My own wording made me pause.  At the time, I was at Carrigafoyle, the brown house on the mountain, the house in which I’d grown up, where all of my family was gathered for the holiday.  Wasn’t I already home?  The answer is yes, I was.  But now here I am, alone in my foxhole apartment where I’ve been living for less than five months, and I am just as much at home as I was there.

“Home” has been a strange concept to me for some time.  I’ve learned of myself that I don’t like to be on the move.  Living out of a suitcase, always aware that in a few days or weeks or months I will be leaving again—this is repugnant to me.  I want to be settled, to spread out my things in a place and stay there for an indefinite period of time, or, if it is defined, at least a good long period of time.  Nevertheless, I never could bring myself to call my university “home.”  Even though I didn’t really live in that brown house with all the dogs and cats and people anymore, it was more permanent in my mind than Hollins was, and so it remained my home.

Now, I’m not talking about the careless “I’m going home” at the end of the day’s work, as in “I’m getting out of here”.  Everyone has said that, but it doesn’t mean that the place to which you go is home.  For me, the various dorm rooms at Hollins, the various cabins at my summer camp jobs, and the room on the third floor of my London homestay all held a certain amount of affection for me, but they weren’t home.  Deep in the back of my mind I always knew I’d have to move on and someone else would take my place.

This apartment is different.  Perhaps it’s because I don’t know when I’ll be moving on, but even knowing that I will someday doesn’t bother me.  I come here and I sink into my red chair or settle down at my desk and I know that I am home.  This place is mine—this life is mine.  And so, though I will always love Carrigafoyle, though I’m sure I will return many a time in the years to come, it’s no longer home, or not the only home in my heart.  Here in the Foxhole, I’m deeply content, and I freely use the word “home” to describe it.

Monday, January 7, 2013

Year-Long Resolve


At the beginning of the year, people seem compelled to analyze their lives.  They look at their choices and their actions in the past year, and they make promises to themselves to do better, to be better.  In the interest of learning a bit more about what kind of things people resolve to do, I looked up a page of statistics on typical New Year’s resolutions, and this is what I found.  Forty-five percent of Americans usually make resolutions.  The most common, according to my source, is to lose weight.  Others include spend more time with family, spend less and save more money, get organized, quit smoking, and help others.  Only eight percent of people succeed in these resolutions, while twenty-four percent fail every year.  On the other hand, people who explicitly make resolutions are ten times more likely to reach their goals than people who don’t.

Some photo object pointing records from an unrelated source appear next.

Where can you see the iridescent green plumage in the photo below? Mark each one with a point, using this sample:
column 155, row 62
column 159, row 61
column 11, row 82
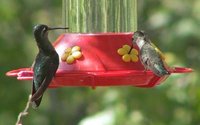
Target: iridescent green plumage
column 46, row 63
column 150, row 56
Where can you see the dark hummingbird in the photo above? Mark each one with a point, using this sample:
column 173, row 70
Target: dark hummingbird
column 45, row 65
column 150, row 56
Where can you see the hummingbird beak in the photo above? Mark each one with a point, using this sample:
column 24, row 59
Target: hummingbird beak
column 55, row 28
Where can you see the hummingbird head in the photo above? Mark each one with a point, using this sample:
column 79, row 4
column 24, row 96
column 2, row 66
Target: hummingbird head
column 139, row 38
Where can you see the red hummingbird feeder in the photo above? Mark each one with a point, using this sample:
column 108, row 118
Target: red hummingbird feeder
column 98, row 62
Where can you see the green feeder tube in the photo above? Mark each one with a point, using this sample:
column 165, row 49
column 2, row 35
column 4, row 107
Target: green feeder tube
column 91, row 16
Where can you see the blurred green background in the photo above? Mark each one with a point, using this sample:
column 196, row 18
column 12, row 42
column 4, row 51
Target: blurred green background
column 174, row 25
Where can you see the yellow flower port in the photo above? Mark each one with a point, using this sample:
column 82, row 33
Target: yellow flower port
column 128, row 54
column 71, row 54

I have to admit that I’m one of the latter.  I’m an observer in the great game of New Year’s resolutions, and I do think it’s that, a game.  In my experience, people don’t usually take them very seriously.  Certainly it’s a nice idea, to have a period of time once a year when people are thinking about self-improvement.  But I also wonder if it’s a bit of a cop-out.  When people fail at their goals, they can say, well, there’s always next year.  They have an excuse to put off making the change.

I don’t think we should parcel up our lives so very much.  Time is really just numbers and dates, squares on a page.  Everything I did and learned in 2012 is still with me, still just there over my shoulder.  I want to keep it with me as I move forward into this year, and I want to continually, every day, resolve to be better, stronger, wiser.  Maybe, if I keep making my resolutions all year, they’ll begin to stick.